En sortant de son palais, son pied gauche avait précipitamment devancé celui de la droite : il fallait encore sonder les génies et faire offrande d’une vierge aux mânes des maninka ! Les soman du Mandé n’avaient jamais trouvé meilleur temple pour exercer leurs talents plus que la cour de ce roi.
Il advint qu’une nuit de pleine lune ; alors que le roi Hacourou sombrait dans un sommeil léthargique, il fut visité dans son lit par un atroce cauchemar. Il rêva, en effet, qu’il venait de perdre toutes ses dents !
Traumatisé par un tel rêve, Sa majesté, durant tout le lendemain, perdit et son légendaire sourire (à juste cause) et son appétit. C’est naturellement qu’il fît appel au service des deux plus grands interprétateurs de songes de son royaume. Ceux-ci eurent recours à Makoungoba, à Kontron ani Sanè et à Diafrin afin de trouver une explication à son mystérieux rêve.
Le roi Hacourou qui les attendait au crépuscule du troisième jour, les reçut séparément dans son « tieya boulon » (maison intime)
Oh ! mon roi Hacourou, débuta le premier soman introduit. Souverain des basses terres du Mandé, je ne pus imaginer un instant ce qui vous arrive. J’ai beau interrogé mes fétiches, ils ne me donnent que de floues et lugubres réponses... Le moment de votre cauchemar est plus que révélateur du grand danger qui guette votre trône. Après la pleine lune, l’astre nocturne ferme peu à peu son œil terne et nous plonge dans les ténèbres ! La mort rôde autour de votre couronne ! Les dents si précieuses et vigoureuses ne se perdent pas, même dans un rêve, sans raison valable. .. Mon Tourabou, oh roi, ne montre que désolation, horreur et trépas dans votre cour !
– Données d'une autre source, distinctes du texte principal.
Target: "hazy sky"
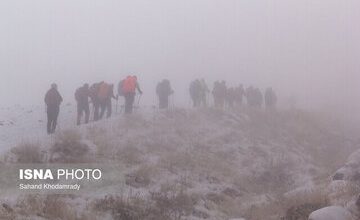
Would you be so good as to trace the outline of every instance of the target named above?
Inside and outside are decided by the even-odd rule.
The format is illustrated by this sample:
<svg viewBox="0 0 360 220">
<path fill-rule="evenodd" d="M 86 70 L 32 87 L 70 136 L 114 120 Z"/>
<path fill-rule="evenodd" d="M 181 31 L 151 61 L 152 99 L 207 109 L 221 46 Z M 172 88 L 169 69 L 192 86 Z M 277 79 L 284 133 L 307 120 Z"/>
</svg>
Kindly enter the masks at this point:
<svg viewBox="0 0 360 220">
<path fill-rule="evenodd" d="M 196 77 L 271 85 L 320 105 L 359 103 L 359 8 L 358 0 L 1 0 L 1 105 L 42 103 L 52 82 L 72 102 L 84 82 L 127 74 L 138 75 L 147 103 L 164 77 L 179 103 Z"/>
</svg>

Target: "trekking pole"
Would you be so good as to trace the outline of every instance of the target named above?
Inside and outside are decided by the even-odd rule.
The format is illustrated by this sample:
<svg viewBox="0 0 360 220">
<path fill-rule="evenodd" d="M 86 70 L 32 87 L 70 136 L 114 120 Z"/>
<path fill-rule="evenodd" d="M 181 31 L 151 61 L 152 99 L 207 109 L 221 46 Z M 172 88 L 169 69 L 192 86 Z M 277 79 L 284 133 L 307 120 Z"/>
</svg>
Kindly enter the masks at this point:
<svg viewBox="0 0 360 220">
<path fill-rule="evenodd" d="M 142 94 L 139 95 L 138 104 L 137 104 L 138 107 L 140 105 L 141 96 L 142 96 Z"/>
<path fill-rule="evenodd" d="M 119 102 L 119 96 L 116 97 L 115 114 L 118 113 L 118 102 Z"/>
</svg>

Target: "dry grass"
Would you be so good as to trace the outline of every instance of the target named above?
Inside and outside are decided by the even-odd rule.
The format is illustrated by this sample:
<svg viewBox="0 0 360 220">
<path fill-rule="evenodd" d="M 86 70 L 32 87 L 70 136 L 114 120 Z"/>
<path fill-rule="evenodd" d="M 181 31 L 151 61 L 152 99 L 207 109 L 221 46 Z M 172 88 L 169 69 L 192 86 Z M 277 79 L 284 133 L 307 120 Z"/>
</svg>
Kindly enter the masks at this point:
<svg viewBox="0 0 360 220">
<path fill-rule="evenodd" d="M 75 130 L 65 130 L 58 134 L 50 148 L 50 162 L 87 163 L 94 161 L 90 148 L 81 142 L 81 135 Z"/>
<path fill-rule="evenodd" d="M 5 156 L 5 162 L 15 163 L 43 163 L 46 160 L 46 154 L 41 150 L 38 144 L 21 143 L 10 150 L 10 154 Z"/>
<path fill-rule="evenodd" d="M 45 219 L 79 220 L 77 211 L 67 202 L 66 195 L 29 194 L 19 198 L 16 212 L 22 216 L 40 216 Z"/>
</svg>

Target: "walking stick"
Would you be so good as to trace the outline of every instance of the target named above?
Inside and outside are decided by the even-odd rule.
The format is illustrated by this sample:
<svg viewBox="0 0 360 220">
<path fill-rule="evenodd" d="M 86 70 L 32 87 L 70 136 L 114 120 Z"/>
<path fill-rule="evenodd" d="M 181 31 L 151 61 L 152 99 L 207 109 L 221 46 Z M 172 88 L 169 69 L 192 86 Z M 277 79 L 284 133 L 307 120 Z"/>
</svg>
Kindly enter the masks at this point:
<svg viewBox="0 0 360 220">
<path fill-rule="evenodd" d="M 118 113 L 118 102 L 119 102 L 119 95 L 116 96 L 115 114 Z"/>
<path fill-rule="evenodd" d="M 142 96 L 142 94 L 140 94 L 139 99 L 138 99 L 138 104 L 137 104 L 138 107 L 140 105 L 141 96 Z"/>
</svg>

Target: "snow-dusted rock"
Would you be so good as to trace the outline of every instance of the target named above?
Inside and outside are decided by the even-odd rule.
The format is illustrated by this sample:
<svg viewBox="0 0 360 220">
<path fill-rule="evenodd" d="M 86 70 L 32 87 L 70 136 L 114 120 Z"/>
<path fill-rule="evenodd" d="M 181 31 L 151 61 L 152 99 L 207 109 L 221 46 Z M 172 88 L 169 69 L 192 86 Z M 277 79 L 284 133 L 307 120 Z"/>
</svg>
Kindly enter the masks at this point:
<svg viewBox="0 0 360 220">
<path fill-rule="evenodd" d="M 360 180 L 360 150 L 349 156 L 346 164 L 336 171 L 333 180 Z"/>
<path fill-rule="evenodd" d="M 353 220 L 353 218 L 343 207 L 329 206 L 311 213 L 309 220 Z"/>
</svg>

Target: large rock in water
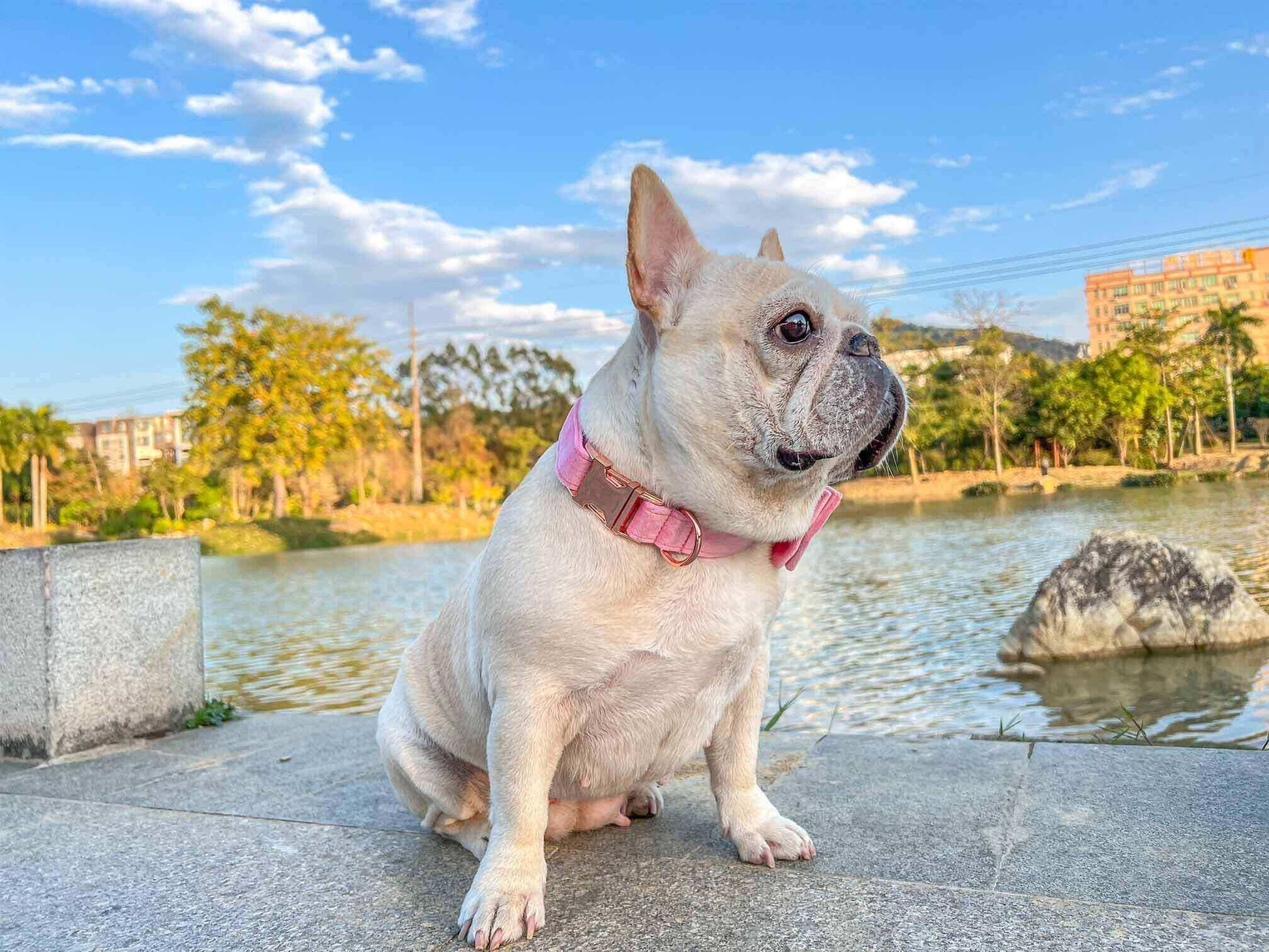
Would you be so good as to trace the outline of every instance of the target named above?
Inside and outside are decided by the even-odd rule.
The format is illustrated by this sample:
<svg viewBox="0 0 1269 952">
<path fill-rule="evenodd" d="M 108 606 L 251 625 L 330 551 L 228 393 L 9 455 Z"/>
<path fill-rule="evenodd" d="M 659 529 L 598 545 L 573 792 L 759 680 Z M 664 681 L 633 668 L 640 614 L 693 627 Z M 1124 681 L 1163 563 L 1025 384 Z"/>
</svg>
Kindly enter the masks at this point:
<svg viewBox="0 0 1269 952">
<path fill-rule="evenodd" d="M 1221 556 L 1094 532 L 1014 622 L 1004 661 L 1105 658 L 1269 641 L 1269 614 Z"/>
</svg>

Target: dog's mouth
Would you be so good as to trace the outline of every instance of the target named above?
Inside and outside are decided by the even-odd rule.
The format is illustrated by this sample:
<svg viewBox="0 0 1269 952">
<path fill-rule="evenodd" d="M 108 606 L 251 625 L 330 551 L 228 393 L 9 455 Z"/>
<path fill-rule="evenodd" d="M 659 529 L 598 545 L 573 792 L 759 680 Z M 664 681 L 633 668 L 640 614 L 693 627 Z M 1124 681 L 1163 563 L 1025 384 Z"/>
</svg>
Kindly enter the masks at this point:
<svg viewBox="0 0 1269 952">
<path fill-rule="evenodd" d="M 877 426 L 881 420 L 884 420 L 884 423 L 881 423 L 877 433 L 853 459 L 843 456 L 841 451 L 831 453 L 794 449 L 793 447 L 783 446 L 775 451 L 775 462 L 788 472 L 806 472 L 821 459 L 840 457 L 834 465 L 832 479 L 849 479 L 854 473 L 872 470 L 890 454 L 895 442 L 898 439 L 898 434 L 904 430 L 906 419 L 907 397 L 904 393 L 904 387 L 897 377 L 890 376 L 886 383 L 886 392 L 882 395 L 881 404 L 877 407 L 877 416 L 873 425 Z"/>
<path fill-rule="evenodd" d="M 824 453 L 807 453 L 789 447 L 780 447 L 775 451 L 775 462 L 789 472 L 805 472 L 821 459 L 827 459 Z"/>
<path fill-rule="evenodd" d="M 891 407 L 890 418 L 886 420 L 886 425 L 881 428 L 876 437 L 868 440 L 868 446 L 855 457 L 855 463 L 851 467 L 855 472 L 871 470 L 884 459 L 898 439 L 898 434 L 904 432 L 904 421 L 907 419 L 907 396 L 904 393 L 904 387 L 900 385 L 897 377 L 890 378 L 883 406 L 886 404 Z"/>
</svg>

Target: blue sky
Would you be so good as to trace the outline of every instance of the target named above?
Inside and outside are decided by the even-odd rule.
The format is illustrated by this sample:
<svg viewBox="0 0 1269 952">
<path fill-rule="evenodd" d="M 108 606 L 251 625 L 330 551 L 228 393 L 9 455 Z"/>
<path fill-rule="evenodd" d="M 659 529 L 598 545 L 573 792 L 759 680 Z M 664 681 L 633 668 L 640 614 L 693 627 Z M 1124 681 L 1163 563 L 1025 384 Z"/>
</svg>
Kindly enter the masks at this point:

Le roi Hacourou déjà terrassé par la psychose de son cauchemar, fut terriblement interloqué par tant de violence abrupte dans le verbe de son soman. Il le fit mettre à mort ! Car, se dit-il : « Un soman qui prédit la fin du monde devrait commencer par creuser sa propre tombe ! ».
Le second, par des gestes très cérémonieux, commença par saluer le roi Hacourou fortement affligé. Il ouvrit sa sacoche, en sortit son fétiche protecteur et s’exprima en ces termes : « Kotiéman sunsun ani batiéman sunsun, oh fétiche de mes aïeux ! C’est le puissant roi des basses terres du Mandé qui vous parle à travers ma modeste personne. Il se trouve dans de graves tourments... Et quand le roi Hacourou étouffe, c’est tout le Mandé qui toussote. »
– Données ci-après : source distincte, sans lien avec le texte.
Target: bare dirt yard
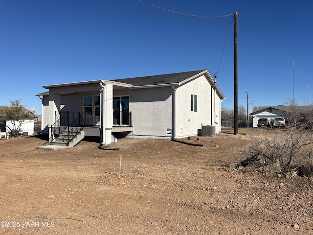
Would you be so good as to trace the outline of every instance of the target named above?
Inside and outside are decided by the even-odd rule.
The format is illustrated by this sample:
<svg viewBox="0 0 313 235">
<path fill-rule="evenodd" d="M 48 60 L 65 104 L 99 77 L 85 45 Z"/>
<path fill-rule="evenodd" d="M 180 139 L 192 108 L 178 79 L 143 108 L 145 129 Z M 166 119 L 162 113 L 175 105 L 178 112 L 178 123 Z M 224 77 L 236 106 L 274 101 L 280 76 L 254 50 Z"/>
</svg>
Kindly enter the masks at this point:
<svg viewBox="0 0 313 235">
<path fill-rule="evenodd" d="M 110 145 L 118 151 L 1 140 L 0 234 L 313 234 L 311 178 L 235 167 L 240 146 L 266 131 L 182 140 L 202 147 L 126 138 Z"/>
</svg>

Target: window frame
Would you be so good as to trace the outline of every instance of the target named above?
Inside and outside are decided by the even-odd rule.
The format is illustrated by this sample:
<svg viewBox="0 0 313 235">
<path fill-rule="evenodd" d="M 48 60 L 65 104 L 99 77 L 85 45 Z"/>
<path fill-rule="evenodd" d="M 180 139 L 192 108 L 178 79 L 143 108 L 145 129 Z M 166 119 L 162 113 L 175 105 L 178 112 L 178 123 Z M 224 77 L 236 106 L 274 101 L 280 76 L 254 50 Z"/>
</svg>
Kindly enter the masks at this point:
<svg viewBox="0 0 313 235">
<path fill-rule="evenodd" d="M 191 94 L 190 95 L 190 111 L 198 112 L 198 95 Z"/>
<path fill-rule="evenodd" d="M 98 97 L 97 102 L 99 102 L 99 104 L 96 104 L 96 97 Z M 90 102 L 89 102 L 89 100 L 88 100 L 88 103 L 87 103 L 85 101 L 85 98 L 88 97 L 91 97 L 91 99 Z M 84 112 L 86 113 L 86 115 L 89 117 L 99 117 L 100 102 L 100 95 L 84 95 L 83 97 L 83 104 L 84 106 Z M 86 105 L 86 104 L 87 104 L 87 105 Z"/>
</svg>

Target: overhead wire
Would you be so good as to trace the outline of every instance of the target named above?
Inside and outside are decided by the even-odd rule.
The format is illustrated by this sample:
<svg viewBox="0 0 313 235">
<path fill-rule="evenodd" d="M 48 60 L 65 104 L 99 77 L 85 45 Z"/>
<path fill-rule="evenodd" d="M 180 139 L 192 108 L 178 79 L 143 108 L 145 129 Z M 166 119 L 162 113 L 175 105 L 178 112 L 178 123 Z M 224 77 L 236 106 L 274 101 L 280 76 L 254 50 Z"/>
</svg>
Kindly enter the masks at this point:
<svg viewBox="0 0 313 235">
<path fill-rule="evenodd" d="M 226 34 L 226 37 L 225 38 L 225 40 L 224 41 L 224 45 L 223 47 L 223 51 L 222 53 L 222 56 L 221 57 L 221 60 L 220 61 L 220 64 L 219 65 L 219 67 L 218 68 L 217 70 L 217 71 L 216 72 L 216 73 L 214 73 L 214 81 L 216 80 L 216 78 L 217 78 L 218 76 L 218 73 L 219 73 L 219 71 L 220 70 L 220 68 L 221 67 L 221 65 L 222 64 L 222 61 L 223 58 L 223 55 L 224 54 L 224 51 L 225 50 L 225 47 L 226 45 L 226 41 L 227 40 L 227 37 L 228 35 L 228 33 L 229 32 L 229 30 L 230 30 L 230 26 L 231 26 L 231 25 L 233 24 L 233 22 L 234 21 L 234 19 L 235 18 L 235 15 L 234 14 L 234 13 L 232 13 L 232 14 L 229 14 L 228 15 L 223 15 L 223 16 L 198 16 L 196 15 L 191 15 L 191 14 L 186 14 L 186 13 L 183 13 L 182 12 L 179 12 L 177 11 L 172 11 L 172 10 L 169 10 L 168 9 L 166 9 L 166 8 L 163 8 L 162 7 L 160 7 L 159 6 L 155 6 L 154 5 L 152 5 L 151 4 L 149 3 L 147 3 L 147 2 L 144 2 L 143 1 L 139 1 L 139 0 L 135 0 L 136 1 L 139 2 L 140 3 L 142 3 L 142 4 L 144 4 L 146 5 L 147 5 L 148 6 L 152 6 L 153 7 L 155 7 L 156 8 L 158 8 L 160 10 L 163 10 L 164 11 L 169 11 L 170 12 L 172 12 L 173 13 L 175 13 L 175 14 L 178 14 L 179 15 L 183 15 L 184 16 L 192 16 L 193 17 L 198 17 L 198 18 L 220 18 L 220 17 L 225 17 L 227 16 L 233 16 L 233 19 L 231 21 L 231 23 L 230 23 L 230 25 L 229 25 L 229 28 L 228 28 L 228 30 L 227 32 L 227 33 Z"/>
<path fill-rule="evenodd" d="M 135 0 L 135 1 L 140 2 L 140 3 L 145 4 L 146 5 L 148 5 L 148 6 L 152 6 L 153 7 L 156 7 L 156 8 L 160 9 L 161 10 L 163 10 L 164 11 L 169 11 L 170 12 L 172 12 L 173 13 L 179 14 L 179 15 L 183 15 L 184 16 L 192 16 L 193 17 L 199 17 L 201 18 L 218 18 L 219 17 L 225 17 L 226 16 L 232 16 L 234 15 L 233 13 L 230 14 L 229 15 L 225 15 L 224 16 L 197 16 L 196 15 L 191 15 L 190 14 L 183 13 L 182 12 L 179 12 L 178 11 L 172 11 L 172 10 L 169 10 L 168 9 L 163 8 L 162 7 L 160 7 L 159 6 L 155 6 L 154 5 L 152 5 L 149 3 L 147 3 L 147 2 L 144 2 L 143 1 L 139 1 L 139 0 Z"/>
<path fill-rule="evenodd" d="M 225 37 L 225 41 L 224 41 L 224 46 L 223 47 L 223 50 L 222 52 L 222 56 L 221 57 L 221 60 L 220 61 L 220 64 L 219 65 L 219 68 L 217 70 L 217 71 L 216 73 L 214 73 L 214 80 L 216 79 L 218 75 L 219 75 L 219 71 L 220 70 L 220 68 L 221 67 L 221 64 L 222 64 L 222 60 L 223 58 L 223 55 L 224 54 L 224 50 L 225 50 L 225 46 L 226 45 L 226 41 L 227 40 L 227 36 L 228 35 L 228 33 L 229 32 L 229 30 L 230 30 L 230 26 L 233 24 L 234 22 L 234 19 L 235 18 L 235 16 L 234 15 L 234 17 L 233 17 L 233 19 L 231 21 L 231 23 L 230 23 L 230 25 L 229 25 L 229 27 L 228 28 L 228 31 L 227 31 L 227 33 L 226 34 L 226 37 Z"/>
</svg>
Il leva la tête. Croqua un cola rouge et le cracha sur son fétiche ! Le roi, pris de stupeur, se cambra sur sa peau de léopard.
Hunhunn... grogna le soman à l’adresse de son fétiche. N’ayez crainte notre bon roi. Les génies ont répondu à notre appel de détresse. Tant que les jours succèderont aux nuits, votre soleil brillera sur le Mandé. Car vous demeurez le symbole de notre prospérité... Cependant, comme toute entreprise humaine, cela supposera de très grands sacrifices expiatoires de votre part. Il vous reste encore un très long parcours sur le trône du Mandé. Un parcours qui vous verra mettre en terre certains de vos plus proches parents et amis qui n’auront hélas pas la chance d’égaler votre longévité... Ainsi va la vie. Votre cauchemar, oh puissant souverain, n’est qu’un rêve prémonitoire... C’est ainsi que les fétiches ont parlé et je n’ai fait qu’interpréter à la mesure de mon possible. Que le roi veuille bien me pardonner si mes propos d’une manière quelconque l’ont offensé.
Le roi Hacourou qui apprécia la pondération de ce ton à sa juste valeur fit couvrir d’or et d’honneur le grand soman !
Ce dernier, en apprenant le sort de son collègue, conclut que de tout l’arsenal de son métier la parole restait l’arme la plus redoutable : « Car sans le vouloir, elle peut se dresser contre celui qui la détient et lui être fatale ! ».
Agissez aimablement envers la femme
Toute histoire commence un jour, quelque part. La forte croyance des maninka aux forces occultes et au mystère reste une question d’honneur. Aussi, femmes et hommes ont-ils très souvent recours aux soman pour dénouer leurs problèmes. Un enfant n’était malade que par la mauvaise volonté d’un mauvais œil. Un soulard, un grand coureur de jupons par la faute d’un mauvais sort. Une femme fort adulée par son mari par la puissance de ses gris-gris, de ses appâts et autres décoctions. Un bon cultivateur ne faisait une mauvaise récolte que par l’envoûtement d’un ennemi envieux. C’est ainsi que Baro, une mère de quatre enfants, écœurée et offusquée de voir son mari convoler en seconde noce, fonda tout son espoir sur le grand soman pour lui rendre sa jeunesse de naguère et faire d’elle la préférée de son « insouciant époux ». Elle lui promit ciel et terre pour récompense si le travail réussissait à souhait.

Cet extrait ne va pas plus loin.